Players numbered $1, 2, ..., N$ each brings a wrapped gift. Then in order, player $1, 2, ..., N-1$ each uniformly-randomly picks a wrapped gift which is NOT the one he/she brought, and unwraps it. (By unwrapping it, this gift cannot be picked by any subsequent player.)
Question: What is the probability $p$ that the last wrapped gift was brought by the last player, i.e. $N$? (Or in yankee swap terminology, the last player would be forced to unwrap the gift he/she brought.)
Further thoughts:
- Clearly $1/N$ is not the answer since $N=2 \implies p=0$ (player $1$ is forced to pick the gift brought by player $2$).
- A bit of calculation shows $N = 3 \implies p=1/4$:
- Player $1$ can pick $2$ or $3$, with prob $1/2$ each.
- If player $1$ picked $3$, then player $2$ must pick $1$ and player $3$ will pick $2$.
- If player $1$ picked $2$, then player $2$ can pick $1$ or $3$, with conditional probability $1/2$ each.
- Therefore, the only case of gift $3$ being the last wrapped gift is $1$ picks $2$ and $2$ picks $1$, which happens with probability $1/2 \times 1/2 = 1/4$.
- I would think for large $N$ the probability approaches $1/N$, but stays slightly below.
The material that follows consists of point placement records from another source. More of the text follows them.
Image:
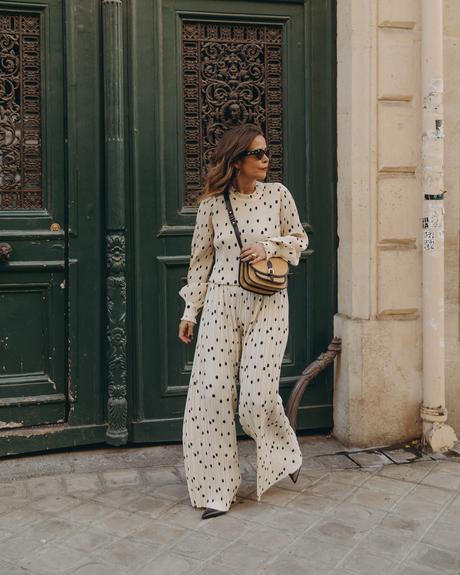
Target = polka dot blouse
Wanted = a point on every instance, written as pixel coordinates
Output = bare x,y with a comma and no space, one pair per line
267,216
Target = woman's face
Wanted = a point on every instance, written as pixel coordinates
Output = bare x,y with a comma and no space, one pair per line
249,166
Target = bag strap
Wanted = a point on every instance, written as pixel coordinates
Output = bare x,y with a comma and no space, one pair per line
232,217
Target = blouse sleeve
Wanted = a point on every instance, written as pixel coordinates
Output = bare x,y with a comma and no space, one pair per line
201,262
293,239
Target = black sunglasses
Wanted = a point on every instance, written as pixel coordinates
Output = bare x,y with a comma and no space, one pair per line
259,153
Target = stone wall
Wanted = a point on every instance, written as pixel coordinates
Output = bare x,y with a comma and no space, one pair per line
378,383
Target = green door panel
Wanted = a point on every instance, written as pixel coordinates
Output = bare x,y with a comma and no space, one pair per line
50,215
172,130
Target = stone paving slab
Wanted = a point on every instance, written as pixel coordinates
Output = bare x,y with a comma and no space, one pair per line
126,511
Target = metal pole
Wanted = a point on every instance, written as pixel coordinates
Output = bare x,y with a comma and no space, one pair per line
436,433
I.e. I imagine $p = 1/N - \epsilon(N)$ where the error term $\epsilon(N) > 0$ and approaches $0$ very very fast (much faster than $1/N$).
- For any $N$, we can solve this exactly using a system of recurrences (involving $3N$ variables, I think...), but I'm wondering if there is a smarter way. E.g. if my second bullet above is correct, is there a good way to calculate or bound the error term?